Open Stack

Sun Sep 7 04:49:43 UTC 2014

Hi Steven,

Thanks for taking the time to lay out the components clearly. I think we are pretty much on the same page ☺

Driver vs, Driver-less
I strongly believe that REST is a cleaner interface/integration point – but  if even Brandon believes that drivers are the better approach (having suffered through the LBaaS v1 driver world which is not an advertisement for this approach) I will concede on that front. Let’s hope nobody makes an asynchronous driver and/or writes straight to the DB ☺ That said I still believe that adding the driver interface now will lead to some more complexity and I am not sure we will get the interface right in the first version: so let’s agree to develop with a driver in mind but don’t allow third party drivers before the interface has matured. I think that is something we already sort of agreed to, but I just want to make that explicit.

Multiple drivers/version for the same Controller
This is a really contentious point for us at HP: If we allow say drivers or even different versions of the same driver, e.g. A, B, C to run in parallel, testing will involve to test all the possible (version) combination to avoid potential side effects. That can get extensive really quick. So HP is proposing, given that we will have 100s of controllers any way, to limit the number of drivers per controller to 1 to aide testing. We can revisit that at a future time when our testing capabilities have improved but for now I believe we should choose that to speed things up. I personally don’t see the need for multiple drivers per controller – in an operator grade environment we likely don’t need to “save” on the number of controllers ;-) The only reason we might need two drivers on the same controller is if an Amphora for whatever reason needs to be talked to by two drivers. (e.g. you install nginx and haproxy  and have a driver for each). This use case scares me so we should not allow it.
We also see some operational simplifications from supporting only one driver per controller: If we have an update for driver A we don’t need to touch any controller running Driver B. Furthermore we can keep the old version running but make sure no new Amphora gets scheduled there to let it wind down with attrition and then stop that controller when it doesn’t have any more Amphora to serve.

Lastly, I interpreted the word “VM driver” in the spec along the lines what we have in libra: A driver interface on the Amphora agent that abstracts starting/stopping the haproxy if we end up on some different and abstracts writing the haproxy file. But that is for the agent on the Amphora. I am sorry I got confused  that way when reading the 0.5 spec and I am therefore happy we can have that discussion to make things more clear.

German

From: Stephen Balukoff [mailto:sbalukoff at bluebox.net]
Sent: Friday, September 05, 2014 6:26 PM
To: OpenStack Development Mailing List (not for usage questions)
Subject: Re: [openstack-dev] [Octavia] Question about where to render haproxy configurations

Hi German,

Responses in-line:

On Fri, Sep 5, 2014 at 2:31 PM, Eichberger, German <german.eichberger at hp.com<mailto:german.eichberger at hp.com>> wrote:
Hi Stephen,

I think this is a good discussion to have and will make it more clear why we chose a specific design.

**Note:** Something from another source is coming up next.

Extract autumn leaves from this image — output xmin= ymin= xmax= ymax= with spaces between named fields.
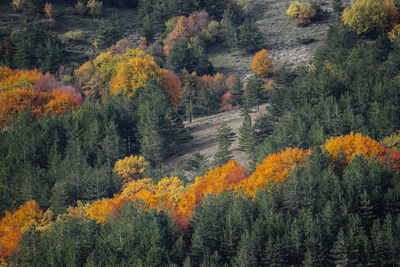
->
xmin=0 ymin=133 xmax=400 ymax=260
xmin=0 ymin=67 xmax=82 ymax=123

I also believe by having this discussion we will make the design stronger.  I am still a little bit confused what the driver/controller/amphora agent roles are. In my driver-less design we don’t have to worry about the driver which most likely in haproxy’s case will be split to some degree between controller and amphora device.

Yep, I agree that a good technical debate like this can help both to get many people's points of view and can help determine the technical merit of one design over another. I appreciate your vigorous participation in this process. :)

So, the purpose of the controller / driver / amphora and the responsibilities they have are somewhat laid out in the Octavia v0.5 component design document, but it's also possible that there weren't enough specifics in that document to answer the concerns brought up in this thread. So, to that end in my mind, I see things like the following:

The controller:
* Is responsible for concerns of the Octavia system as a whole, including the intelligence around interfacing with the networking, virtualization, and other layers necessary to set up the amphorae on the network and getting them configured.
* Will rarely, if ever, talk directly to the end-systems or -services (like Neutron, Nova, etc.). Instead it goes through a "clean" driver interface for each of these.
* The controller has direct access to the database where state is stored.
* Must load at least one driver, may load several drivers and choose between them based on configuration logic (ex. flavors, config file, etc.)

The driver:
* Handles all communication to or from the amphorae
* Is loaded by the controller (ie. its interface with the controller is a base class, associated methods, etc. It's objects and code, not a RESTful API.)
* Speaks amphora-specific protocols on the back-end. In the case of the reference "haproxy" amphora, this will most likely be in the form of a RESTful API with an agent on the amp, as well as (probably) HMAC-signed UDP health, status and stats messages from the amp to the driver.

The amphora:
* Does the actual load balancing
* Is managed by the controller through the driver.
* Should be as "dumb" as possible.
* Comes in different types, based on the software in the amphora image. (Though all amps of a given type should be managed by the same driver.) Types might include "haproxy," "nginx," "haproxy + nginx," "3rd party vendor X," etc.
* Should never have direct access to the Octavia database, and therefore attempt to be as stateless as possible, as far as configuration is concerned.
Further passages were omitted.